Study characteristics

The 43 included studies were published between 1968 and 2021. In total, 6085 infants were included, of which 4241 infants had IHPS and 1844 were controls. The boys–girls ratio of positive cases was described in 25 articles and was 5:1 (boy n = 2040 vs. girl n = 436). The mean age of infants with IHPS was described in only 14 publications and ranged between 34 and 46 days. 23 studies (n = 3164 infants) investigated the sensitivity of palpation of a pyloric mass 9–31 and 31 studies the sensitivity and specificity of ultrasonography (n = 3685 infants; n = 1914 with IHPS vs n = 1771 controls). 12–16,20,23,26,28,30–51 The presence of a pyloric mass was assessed during clinical examination by any doctor. However, information in regard to the performer of physical examination was not available for all studies. Optionally, an additional test feed was conducted to observe for the presence of peristaltic waves. The ultrasound was (if mentioned) performed by a (pediatric) radiologist, ultrasonographer or other doctor. Measurements performed during ultrasonography included pyloric muscle thickness (PMT), pyloric canal length (PCL), pyloric muscle diameter (PD) and in a few cases pyloric ratio (PR) or pyloric muscle index (PMI).
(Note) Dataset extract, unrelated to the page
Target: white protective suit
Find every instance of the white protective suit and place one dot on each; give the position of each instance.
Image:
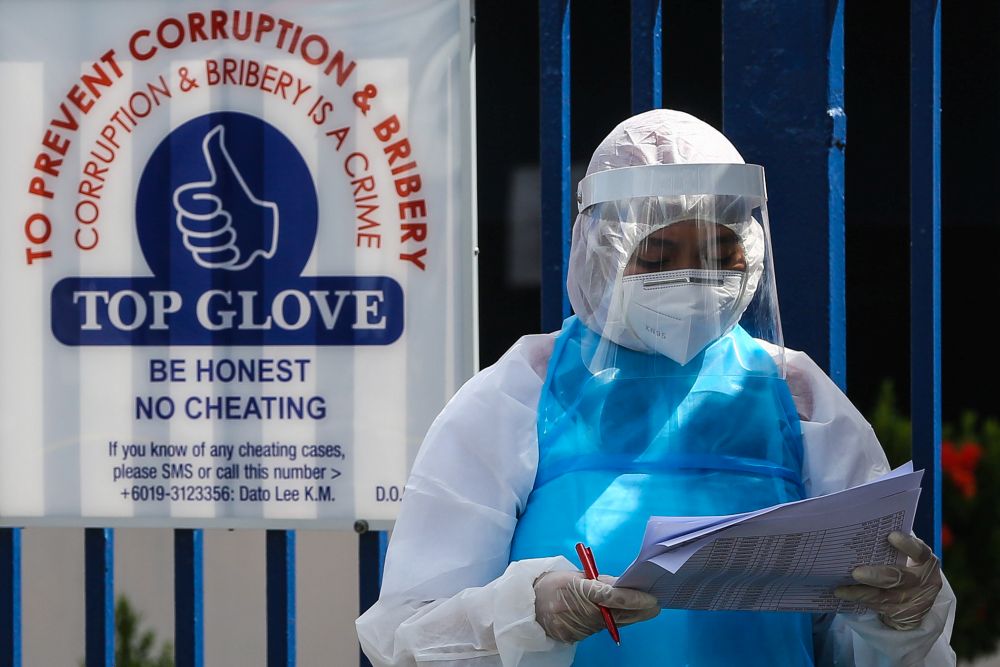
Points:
(449, 594)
The upper limits of normal of PMT, PCL and PD differed between studies and varied between ≥ 3–4 mm, ≥ 11–17 mm and ≥ 13–20 mm respectively. Some studies used combined measurements to diagnose IHPS.

Methodological quality

Quality assessment by using the QUADAS-2 tool showed a high risk regarding both patient selection and index test in more than half of the studies (Figure 2). Many studies only included patients with IHPS and no control group, 9–12,16–19,22–30,37,44 some excluded infants with a palpable pyloric mass 33,39,42 and others did not describe in- and exclusion criteria. 49,50 In regard to the index test, it was often unknown who performed palpation of the pyloric mass or ultrasound and/ or whether this person had experience with this technique, 9–12,14,15,17,18,21,24–30,40,41 sometimes no pre-determined cut-off values were available in regard to ultrasonography 14,42,51 and some authors documented a learning curve during performing ultrasounds. 23,46 The risk of bias concerning reference test and flow and timing were considered low to moderate. Assessment of bias regarding the overall applicability was considered low.

Figure 2.

Figure 2.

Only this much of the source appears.